I wrote something up: https://orib.dev/9hack1.html if I forgot anything, feel free to complain.
> This allows not only better input methods, but also things like keyboard shortcut handlers, as-you-type spellchecking, and other neat toys, demos, and tools.
Volume keys?
> As expected, there was pontificating about the next version of 9p,
> and how to make it handle latency better. Ideas were floated and
> rejected, and the difficulties were explored. While no solid
> conclusions were reached, there are a few things we know are
> essential to the making the next version better.
Every time I see this discussed, I never see 9P.ix (code is in branch
NxM of harvey-os) mentioned (either as something to adopt or with
a reason why not to adopt). Just saying...
> But this wasn't the only set of ideas that was discussed.
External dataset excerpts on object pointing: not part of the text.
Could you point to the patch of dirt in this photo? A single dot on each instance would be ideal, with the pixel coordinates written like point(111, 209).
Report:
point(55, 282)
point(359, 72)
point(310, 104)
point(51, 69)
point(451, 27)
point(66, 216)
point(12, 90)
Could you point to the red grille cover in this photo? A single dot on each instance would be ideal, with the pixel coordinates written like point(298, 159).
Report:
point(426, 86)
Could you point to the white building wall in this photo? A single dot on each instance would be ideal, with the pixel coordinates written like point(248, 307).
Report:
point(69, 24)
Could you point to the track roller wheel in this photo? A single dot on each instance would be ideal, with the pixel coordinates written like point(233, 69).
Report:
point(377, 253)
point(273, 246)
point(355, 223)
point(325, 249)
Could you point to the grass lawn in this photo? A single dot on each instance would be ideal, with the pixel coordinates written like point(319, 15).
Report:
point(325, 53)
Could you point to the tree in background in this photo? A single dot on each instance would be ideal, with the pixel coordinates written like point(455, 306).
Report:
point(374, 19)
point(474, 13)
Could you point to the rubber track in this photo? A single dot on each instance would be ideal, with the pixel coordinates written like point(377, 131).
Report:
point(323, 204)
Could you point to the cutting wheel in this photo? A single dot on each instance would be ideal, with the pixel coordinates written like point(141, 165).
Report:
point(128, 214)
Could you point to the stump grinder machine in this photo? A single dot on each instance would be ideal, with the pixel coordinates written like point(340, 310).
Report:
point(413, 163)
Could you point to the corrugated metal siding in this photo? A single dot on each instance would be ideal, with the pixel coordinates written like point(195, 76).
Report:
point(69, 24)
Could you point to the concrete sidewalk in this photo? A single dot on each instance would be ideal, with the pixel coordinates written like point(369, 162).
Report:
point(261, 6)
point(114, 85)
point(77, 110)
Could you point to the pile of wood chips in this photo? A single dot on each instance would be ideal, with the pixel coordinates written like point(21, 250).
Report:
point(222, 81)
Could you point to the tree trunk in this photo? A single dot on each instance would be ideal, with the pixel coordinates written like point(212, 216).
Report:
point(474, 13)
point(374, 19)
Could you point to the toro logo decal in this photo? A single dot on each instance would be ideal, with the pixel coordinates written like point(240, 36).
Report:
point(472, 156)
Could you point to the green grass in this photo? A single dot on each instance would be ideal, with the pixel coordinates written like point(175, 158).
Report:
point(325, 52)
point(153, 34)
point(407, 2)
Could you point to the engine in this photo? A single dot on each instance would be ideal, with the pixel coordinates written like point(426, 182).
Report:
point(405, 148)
> Lots of thought was put into the directions to go with
> VMX and Unix integration,
Throwing an idea out because I've never seen anyone
else say it: the best possible linuxemu is Linux itself,
running as User-Mode Linux, which ought to be possible
with Linux syscall emulation (again, the code is in NIX),
except not really because there's no ptrace and UML is
centred around that.
Networking for UML is PPP, which 9front already provides,
and filesystem is just a directory (like linuxemu, and devfs
in 9vx), so actually running the binary is the only hurdle (I
would think).
please elaborate. this is your chance.
sl
> On Aug 18, 2022, at 6:53 PM, Stuart Morrow <morrow.stuart@gmail.com> wrote:
>
>
>>
>> As expected, there was pontificating about the next version of 9p,
>> and how to make it handle latency better. Ideas were floated and
>> rejected, and the difficulties were explored. While no solid
>> conclusions were reached, there are a few things we know are
>> essential to the making the next version better.
>
> Every time I see this discussed, I never see 9P.ix (code is in branch
> NxM of harvey-os) mentioned (either as something to adopt or with
> a reason why not to adopt). Just saying...
>
On Thu, Aug 18, 2022 at 11:52:16PM +0100, Stuart Morrow wrote:
> Every time I see this discussed, I never see 9P.ix (code is in branch
> NxM of harvey-os) mentioned (either as something to adopt or with
> a reason why not to adopt). Just saying...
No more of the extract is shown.